The period from around 1850 onwards has been tumultuous: it has been regularly punctuated by revolutions, wars and civil wars, and has witnessed the rise of nation states, the growth and spread of capitalism, imperialism and colonialism, and decolonisation. Sometimes artists tried to keep their distance from the historical whirlwind, at other moments they flung themselves into the eye of the storm. Even the most abstract developments and autonomous trends can be thought of as embedded in this historical process. Modern artists could be cast in opposition to repressive societies, or mass visual culture in the west, by focusing on themes of personal liberty and individual defiance. The New York School championed by Greenberg coincided with this political situation and with the high point of US mass cultural dominance – advertising, Hollywood cinema, popular music and the rest. In many ways, the work of this group of abstract painters presents the test case for assessing the claim that modern art offers a critical alternative to commercial visual culture. It could seem a plausible argument, but the increasing absorption of modern art into middle-class museum culture casts an increasing doubt over these claims. At the same time, the figurative art that was supposed to have been left in the hands of the dictators continued to be made in a wide variety of forms. If figurative art had been overlooked by critics during the high point of abstract art, it made a spectacular comeback with Pop Art.

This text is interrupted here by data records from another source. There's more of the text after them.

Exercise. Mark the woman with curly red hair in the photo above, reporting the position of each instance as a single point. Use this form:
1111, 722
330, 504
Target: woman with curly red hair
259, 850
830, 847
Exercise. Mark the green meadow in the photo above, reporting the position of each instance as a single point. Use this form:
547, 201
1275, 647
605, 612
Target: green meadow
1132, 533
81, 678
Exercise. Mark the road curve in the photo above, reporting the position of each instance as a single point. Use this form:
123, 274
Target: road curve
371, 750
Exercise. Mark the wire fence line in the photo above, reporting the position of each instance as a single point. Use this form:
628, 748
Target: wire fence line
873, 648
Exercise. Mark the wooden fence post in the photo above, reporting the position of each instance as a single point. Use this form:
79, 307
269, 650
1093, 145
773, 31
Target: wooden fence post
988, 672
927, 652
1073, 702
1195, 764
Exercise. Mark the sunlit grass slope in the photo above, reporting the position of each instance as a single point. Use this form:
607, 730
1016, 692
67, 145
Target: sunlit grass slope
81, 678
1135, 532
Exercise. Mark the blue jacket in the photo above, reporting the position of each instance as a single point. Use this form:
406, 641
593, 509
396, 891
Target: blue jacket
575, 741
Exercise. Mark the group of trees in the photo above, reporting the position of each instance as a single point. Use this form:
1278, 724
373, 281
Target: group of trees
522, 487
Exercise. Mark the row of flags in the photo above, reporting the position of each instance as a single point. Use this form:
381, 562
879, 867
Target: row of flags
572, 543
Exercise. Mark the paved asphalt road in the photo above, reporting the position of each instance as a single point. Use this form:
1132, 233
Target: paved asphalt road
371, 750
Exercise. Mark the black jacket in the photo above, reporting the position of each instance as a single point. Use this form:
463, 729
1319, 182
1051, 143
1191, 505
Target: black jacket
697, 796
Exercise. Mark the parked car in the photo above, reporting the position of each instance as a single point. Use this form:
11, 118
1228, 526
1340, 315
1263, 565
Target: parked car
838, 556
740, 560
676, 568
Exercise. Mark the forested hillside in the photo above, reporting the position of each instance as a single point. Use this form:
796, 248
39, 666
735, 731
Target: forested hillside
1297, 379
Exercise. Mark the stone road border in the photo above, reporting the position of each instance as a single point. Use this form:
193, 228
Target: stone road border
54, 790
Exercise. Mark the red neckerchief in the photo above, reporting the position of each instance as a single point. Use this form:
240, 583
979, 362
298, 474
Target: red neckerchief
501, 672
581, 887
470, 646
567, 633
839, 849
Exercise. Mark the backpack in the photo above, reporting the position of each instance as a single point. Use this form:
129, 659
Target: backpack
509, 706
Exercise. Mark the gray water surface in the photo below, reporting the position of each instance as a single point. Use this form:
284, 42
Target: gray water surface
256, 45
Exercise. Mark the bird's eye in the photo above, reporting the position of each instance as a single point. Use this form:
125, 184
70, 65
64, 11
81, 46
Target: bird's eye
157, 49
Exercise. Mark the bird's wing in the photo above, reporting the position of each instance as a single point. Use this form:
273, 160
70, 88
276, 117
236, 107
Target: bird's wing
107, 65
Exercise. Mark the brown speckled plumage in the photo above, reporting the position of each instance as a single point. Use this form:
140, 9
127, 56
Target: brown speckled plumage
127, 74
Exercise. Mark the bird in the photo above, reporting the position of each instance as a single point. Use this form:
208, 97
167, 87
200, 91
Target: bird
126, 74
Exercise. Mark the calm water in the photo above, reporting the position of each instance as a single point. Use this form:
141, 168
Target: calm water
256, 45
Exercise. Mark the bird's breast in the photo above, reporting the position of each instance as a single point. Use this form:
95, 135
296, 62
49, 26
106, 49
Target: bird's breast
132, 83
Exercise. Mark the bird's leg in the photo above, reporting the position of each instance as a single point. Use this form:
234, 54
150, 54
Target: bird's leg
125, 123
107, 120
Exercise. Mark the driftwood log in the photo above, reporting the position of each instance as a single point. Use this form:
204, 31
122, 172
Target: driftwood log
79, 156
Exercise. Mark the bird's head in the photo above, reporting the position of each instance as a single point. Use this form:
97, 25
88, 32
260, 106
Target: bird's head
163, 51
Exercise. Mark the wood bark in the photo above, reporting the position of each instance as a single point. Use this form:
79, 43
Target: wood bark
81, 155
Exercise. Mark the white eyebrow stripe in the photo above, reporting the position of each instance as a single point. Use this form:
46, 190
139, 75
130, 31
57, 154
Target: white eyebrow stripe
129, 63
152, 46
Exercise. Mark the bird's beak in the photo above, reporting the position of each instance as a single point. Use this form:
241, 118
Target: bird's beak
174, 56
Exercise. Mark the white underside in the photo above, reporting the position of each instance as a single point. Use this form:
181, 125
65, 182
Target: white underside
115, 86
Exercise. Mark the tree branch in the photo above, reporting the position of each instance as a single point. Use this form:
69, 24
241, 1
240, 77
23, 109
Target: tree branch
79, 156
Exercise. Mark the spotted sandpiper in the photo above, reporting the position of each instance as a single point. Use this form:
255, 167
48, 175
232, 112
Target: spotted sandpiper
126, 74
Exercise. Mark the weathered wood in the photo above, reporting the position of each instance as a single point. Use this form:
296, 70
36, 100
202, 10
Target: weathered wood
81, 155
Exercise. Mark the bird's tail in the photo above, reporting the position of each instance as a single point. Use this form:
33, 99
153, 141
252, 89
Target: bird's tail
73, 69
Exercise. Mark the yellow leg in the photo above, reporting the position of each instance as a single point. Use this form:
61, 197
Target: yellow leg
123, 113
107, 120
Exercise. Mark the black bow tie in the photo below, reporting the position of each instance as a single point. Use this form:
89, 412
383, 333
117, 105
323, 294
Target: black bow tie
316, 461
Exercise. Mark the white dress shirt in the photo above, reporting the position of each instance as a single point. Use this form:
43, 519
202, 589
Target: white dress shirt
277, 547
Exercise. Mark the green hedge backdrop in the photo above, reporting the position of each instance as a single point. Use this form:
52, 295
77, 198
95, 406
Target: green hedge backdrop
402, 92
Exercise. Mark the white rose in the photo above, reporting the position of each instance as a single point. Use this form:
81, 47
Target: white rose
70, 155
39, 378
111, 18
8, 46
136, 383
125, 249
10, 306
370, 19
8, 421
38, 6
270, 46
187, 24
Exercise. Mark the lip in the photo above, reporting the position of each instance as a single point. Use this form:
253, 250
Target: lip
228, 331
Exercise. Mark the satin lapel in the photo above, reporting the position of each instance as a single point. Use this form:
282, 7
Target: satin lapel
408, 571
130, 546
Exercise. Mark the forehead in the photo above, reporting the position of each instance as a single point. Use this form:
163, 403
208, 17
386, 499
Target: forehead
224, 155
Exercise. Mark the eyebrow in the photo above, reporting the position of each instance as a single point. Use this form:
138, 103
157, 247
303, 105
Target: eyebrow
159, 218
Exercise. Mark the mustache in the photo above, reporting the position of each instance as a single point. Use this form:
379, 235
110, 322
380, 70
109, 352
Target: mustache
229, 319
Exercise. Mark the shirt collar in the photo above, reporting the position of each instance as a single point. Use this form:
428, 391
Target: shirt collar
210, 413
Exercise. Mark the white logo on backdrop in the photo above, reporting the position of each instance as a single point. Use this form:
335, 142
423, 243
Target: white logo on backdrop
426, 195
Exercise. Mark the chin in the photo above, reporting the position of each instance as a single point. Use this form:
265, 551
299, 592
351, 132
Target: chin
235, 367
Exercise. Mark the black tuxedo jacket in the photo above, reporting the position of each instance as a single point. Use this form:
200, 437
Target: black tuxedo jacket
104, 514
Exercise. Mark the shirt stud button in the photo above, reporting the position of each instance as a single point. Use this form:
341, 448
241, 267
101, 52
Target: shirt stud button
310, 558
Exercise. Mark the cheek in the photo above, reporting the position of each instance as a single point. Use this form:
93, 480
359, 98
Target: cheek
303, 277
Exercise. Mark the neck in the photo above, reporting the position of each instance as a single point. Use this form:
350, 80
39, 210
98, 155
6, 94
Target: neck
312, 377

Greenberg’s story was particularly influential in the period from the mid-1940s to the mid-1960s. He produced a powerful synthetic account of developments or changes in art, but it was always a selective narrative. Even in the case of the paradigmatic example of Cubism, it is possible to see other concerns. Whereas the internal focus concentrated on the flattening of picture space through the use of small ‘facet planes’, art historians have recently paid a lot of attention to the way Pablo Picasso (1881–1973) and Georges Braque (1882–1963) engaged with the signs and materials of mass culture: their inclusion of newspaper cuttings, handbills, cinema tickets and the like. Cubism can be viewed as an experiment with the internal or formal concerns of art for a small audience of cognoscenti, and there is no denying that it is this, but embedded in this work is an engagement with the new forms of visual culture.